Deubiquitinating enzyme
Deubiquitinating enzymes (DUBs), also known as deubiquitinating peptidases, deubiquitinating isopeptidases, deubiquitinases, ubiquitin proteases, ubiquitin hydrolases, ubiquitin isopeptidases, are a large group of proteases[1] that cleave ubiquitin from proteins.[2] Ubiquitin is attached to proteins in order to regulate the degradation of proteins via the proteasome and lysosome; coordinate the cellular localisation of proteins; activate and inactivate proteins; and modulate protein-protein interactions.[3][4][5] DUBs can reverse these effects by cleaving the peptide or isopeptide bond between ubiquitin and its substrate protein. In humans there are nearly 100 DUB genes, which can be classified into two main classes: cysteine proteases and metalloproteases. The cysteine proteases comprise ubiquitin-specific proteases (USPs), ubiquitin C-terminal hydrolases (UCHs), Machado-Josephin domain proteases (MJDs) and ovarian tumour proteases (OTU). The metalloprotease group contains only the Jab1/Mov34/Mpr1 Pad1 N-terminal+ (MPN+) (JAMM) domain proteases.[2]
Classes
In humans there are 102 putative DUB genes, which can be classified into two main classes: cysteine proteases and metalloproteases, consisting of 58 ubiquitin-specific proteases (USPs), 4 ubiquitin C-terminal hydrolases (UCHs), 5 Machado-Josephin domain proteases (MJDs), 14 ovarian tumour proteases (OTU), and 14 Jab1/Mov34/Mpr1 Pad1 N-terminal+ (MPN+) (JAMM) domain-containing genes. 11 of these proteins are predicted to be non-functional, leaving 79 functional enzymes.[6] In yeast, the USPs are known as ubiquitin-specific-processing proteases (UBPs).
Cysteine proteases
There are six main superfamilies of cysteine protease DUBs:[7]

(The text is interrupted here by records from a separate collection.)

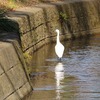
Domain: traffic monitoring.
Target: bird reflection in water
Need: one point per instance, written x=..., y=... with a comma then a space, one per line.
x=59, y=76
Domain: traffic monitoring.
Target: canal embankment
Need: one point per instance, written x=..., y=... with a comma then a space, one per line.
x=27, y=29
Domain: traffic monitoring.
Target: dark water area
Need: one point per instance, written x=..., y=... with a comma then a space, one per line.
x=77, y=77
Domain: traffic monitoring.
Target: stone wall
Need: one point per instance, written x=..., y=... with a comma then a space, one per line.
x=31, y=28
x=14, y=82
x=37, y=24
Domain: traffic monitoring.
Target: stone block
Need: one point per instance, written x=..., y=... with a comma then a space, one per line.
x=6, y=87
x=53, y=25
x=93, y=22
x=17, y=76
x=35, y=15
x=41, y=32
x=24, y=90
x=27, y=18
x=8, y=56
x=13, y=96
x=26, y=40
x=22, y=24
x=50, y=11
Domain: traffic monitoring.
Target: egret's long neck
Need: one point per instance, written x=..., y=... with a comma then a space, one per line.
x=58, y=40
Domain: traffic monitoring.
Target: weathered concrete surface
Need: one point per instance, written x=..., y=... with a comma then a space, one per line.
x=39, y=22
x=34, y=27
x=14, y=83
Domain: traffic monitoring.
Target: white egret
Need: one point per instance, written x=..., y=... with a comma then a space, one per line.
x=59, y=48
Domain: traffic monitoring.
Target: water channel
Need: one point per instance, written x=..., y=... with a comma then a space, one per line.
x=77, y=77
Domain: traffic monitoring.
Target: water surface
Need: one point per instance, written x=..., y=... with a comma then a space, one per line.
x=77, y=77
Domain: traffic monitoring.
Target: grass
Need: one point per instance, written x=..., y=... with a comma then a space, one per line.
x=11, y=5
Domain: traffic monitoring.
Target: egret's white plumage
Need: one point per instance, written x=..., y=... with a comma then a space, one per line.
x=59, y=48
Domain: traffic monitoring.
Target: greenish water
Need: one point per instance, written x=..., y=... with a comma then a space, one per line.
x=77, y=77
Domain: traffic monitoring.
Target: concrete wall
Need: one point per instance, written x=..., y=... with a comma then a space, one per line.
x=29, y=28
x=14, y=83
x=37, y=24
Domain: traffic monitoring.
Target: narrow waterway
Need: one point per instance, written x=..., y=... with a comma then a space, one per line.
x=77, y=77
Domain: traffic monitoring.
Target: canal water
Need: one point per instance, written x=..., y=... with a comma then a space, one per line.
x=76, y=77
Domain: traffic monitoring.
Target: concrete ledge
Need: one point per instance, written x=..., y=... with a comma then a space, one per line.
x=30, y=29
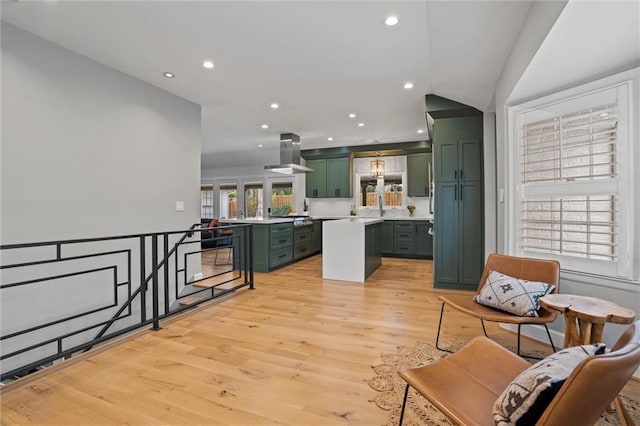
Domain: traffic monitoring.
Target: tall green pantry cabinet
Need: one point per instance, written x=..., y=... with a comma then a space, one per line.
x=459, y=206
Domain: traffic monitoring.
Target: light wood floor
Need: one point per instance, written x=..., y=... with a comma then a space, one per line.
x=296, y=350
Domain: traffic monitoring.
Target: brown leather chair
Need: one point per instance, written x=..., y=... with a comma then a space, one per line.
x=465, y=385
x=547, y=271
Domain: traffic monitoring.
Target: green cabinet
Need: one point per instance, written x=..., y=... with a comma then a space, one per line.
x=331, y=179
x=404, y=233
x=423, y=240
x=372, y=248
x=272, y=245
x=387, y=238
x=316, y=236
x=407, y=238
x=316, y=182
x=301, y=242
x=459, y=207
x=418, y=179
x=459, y=160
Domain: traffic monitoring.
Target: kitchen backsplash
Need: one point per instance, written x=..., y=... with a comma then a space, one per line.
x=342, y=207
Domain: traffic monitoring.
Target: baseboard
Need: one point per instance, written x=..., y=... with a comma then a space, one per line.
x=537, y=332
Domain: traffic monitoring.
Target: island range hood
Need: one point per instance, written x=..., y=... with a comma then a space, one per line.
x=289, y=156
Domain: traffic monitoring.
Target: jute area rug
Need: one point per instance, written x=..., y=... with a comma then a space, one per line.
x=419, y=411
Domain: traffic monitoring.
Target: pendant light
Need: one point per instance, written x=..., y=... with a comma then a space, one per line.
x=377, y=167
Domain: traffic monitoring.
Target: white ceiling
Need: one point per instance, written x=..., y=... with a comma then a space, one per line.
x=319, y=60
x=590, y=39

- the ubiquitin-specific protease (USP/UBP) superfamily; (USP1, USP2, USP3, USP4, USP5, USP6, USP7, USP8, USP9X, USP9Y, USP10, USP11, USP12, USP13, USP14, USP15, USP16, USP17, USP17L2, USP17L3, USP17L4, USP17L5, USP17L7, USP17L8, USP18, USP19, USP20, USP21, USP22, USP23, USP24, USP25, USP26, USP27X, USP28, USP29, USP30, USP31, USP32, USP33, USP34, USP35, USP36, USP37, USP38, USP39, USP40, USP41, USP42, USP43, USP44, USP45, USP46)
- the ovarian tumour (OTU) superfamily (OTUB1, OTUB2);
- and the Machado-Josephin domain (MJD) superfamily. (ATXN3, ATXN3L)
- the ubiquitin C-terminal hydrolase (UCH) superfamily; (BAP1, UCHL1, UCHL3, UCHL5)
- the MINDY family of K48-specific deubiquitinases; (MINDY1, MINDY2, MINDY3, MINDY4)[8]
- the recently discovered ZUFSP family, at present solely represented by ZUP1[9]
UCH | |||||||||
---|---|---|---|---|---|---|---|---|---|
USP2 in complex with ubiquitin. | |||||||||
Identifiers | |||||||||
Symbol | UCH | ||||||||
Pfam | PF00443 | ||||||||
Pfam clan | CL0125 | ||||||||
InterPro | IPR001394 | ||||||||
PROSITE | PDOC00750 | ||||||||
MEROPS | C19 | ||||||||
SCOP2 | 1nb8 / SCOPe / SUPFAM | ||||||||
|
There is also a little known putative group of DUBs called the permutated papain fold peptidases of dsDNA viruses and eukaryote (PPPDEs) superfamily, which, if shown to be bona fide DUBs, would be the seventh in the cysteine protease class.[10]
Metalloproteases
The Jab1/Mov34/Mpr1 Pad1 N-terminal+ (MPN+) (JAMM) domain superfamily proteins bind zinc and hence are metalloproteases.[7]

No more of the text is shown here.